The job search process is competitive and repetitive. With hundreds of applications needed to land meaningful roles, it makes sense to automate the parts that don't require human judgment. This post walks through building a LinkedIn job application bot with Puppeteer and TypeScript: what the architecture looks like, how the core services fit together, and where the real complexity hides.
Understanding the Technical Architecture
LinkedIn runs as a single-page application built on React. That rules out simple HTTP scraping. You need a real browser, which is where Puppeteer comes in. The system is built around four ideas:
Puppeteer provides programmatic control over a headless Chrome or Chromium browser, so you interact with LinkedIn exactly as a real user would. TypeScript's strong typing keeps the DOM manipulation and async operations from becoming a maintenance nightmare. Separating the browser layer (PuppeteerService) from the LinkedIn-specific logic (LinkedInService) makes each piece testable on its own. And centralizing configuration through constants keeps credentials and search parameters out of the core logic.
export const DEFINES = {
JOB_LINK: `https://www.linkedin.com/jobs/search/?currentJobId=4234489284&distance=25&f_AL=true&f_WT=2&geoId=103644278&keywords=senior%20software%20engineer&origin=JOBS_HOME_SEARCH_CARDS`,
ABOUT_ME: fs.readFileSync(__dirname + '/../about-me.txt', 'utf8')
}
This lets you change search parameters, location filters, and your personal bio without touching the application logic.
Building the Core Services
PuppeteerService: Browser Management
PuppeteerService owns everything browser-related: startup, page creation, and cleanup. It keeps Puppeteer's details contained so the rest of the code doesn't need to think about them.
export class PuppeteerService {
private browser: Browser;
private page: Page;
public static async init(): Promise<PuppeteerService> {
const service = new PuppeteerService();
await service.initializeBrowser();
return service;
}
private async initializeBrowser(): Promise<void> {
this.browser = await puppeteer.launch({
headless: false, // For debugging; set to true for production
args: [
'--no-sandbox',
'--disable-setuid-sandbox',
'--disable-dev-shm-usage',
'--disable-accelerated-2d-canvas',
'--disable-gpu',
'--window-size=1920,1080'
]
});
this.page = await this.browser.newPage();
await this.page.setViewport({ width: 1920, height: 1080 });
}
public getPage(): Page {
return this.page;
}
public async close(): Promise<void> {
await this.browser.close();
}
}
The browser flags disable GPU and shared memory features that cause crashes in headless environments. The fixed viewport ensures consistent rendering whether you're running locally or on a remote server.
LinkedInService: Business Logic
LinkedInService handles authentication, job search, and application submission.
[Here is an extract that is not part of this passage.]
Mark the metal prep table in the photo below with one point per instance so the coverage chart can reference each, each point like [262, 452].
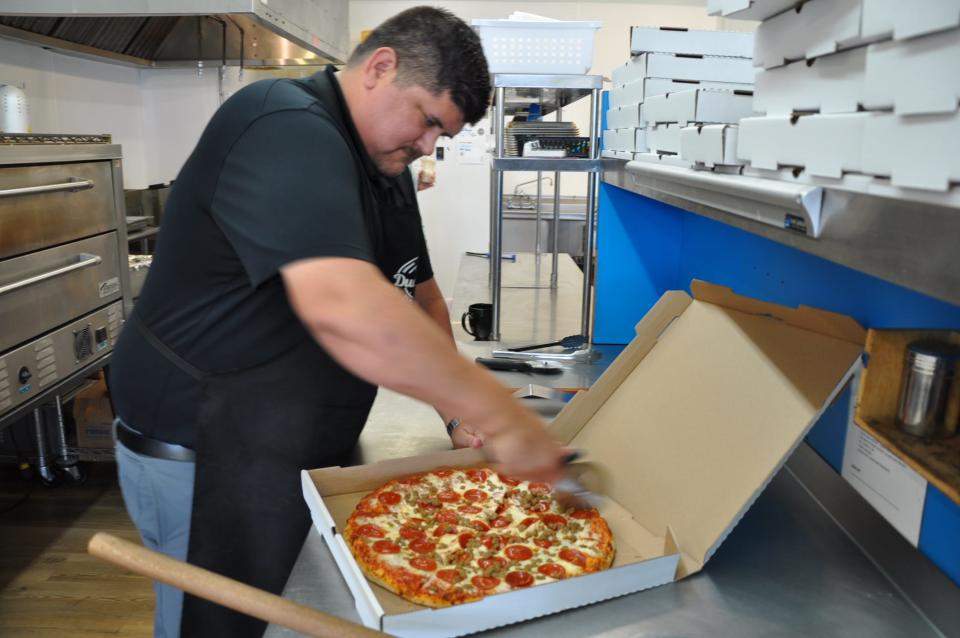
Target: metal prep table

It tracks authentication state and implements the actual automation flow.
export class LinkedInService {
private page: Page;
private isAuthenticated: boolean = false;
constructor(private puppeteerService: PuppeteerService) {
this.page = puppeteerService.getPage();
}
public async login(): Promise<void> {
await this.page.goto('https://www.linkedin.com/login');
// Wait for login form to be available
await this.page.waitForSelector('#username');
await this.page.waitForSelector('#password');
// Input credentials (should be from environment variables)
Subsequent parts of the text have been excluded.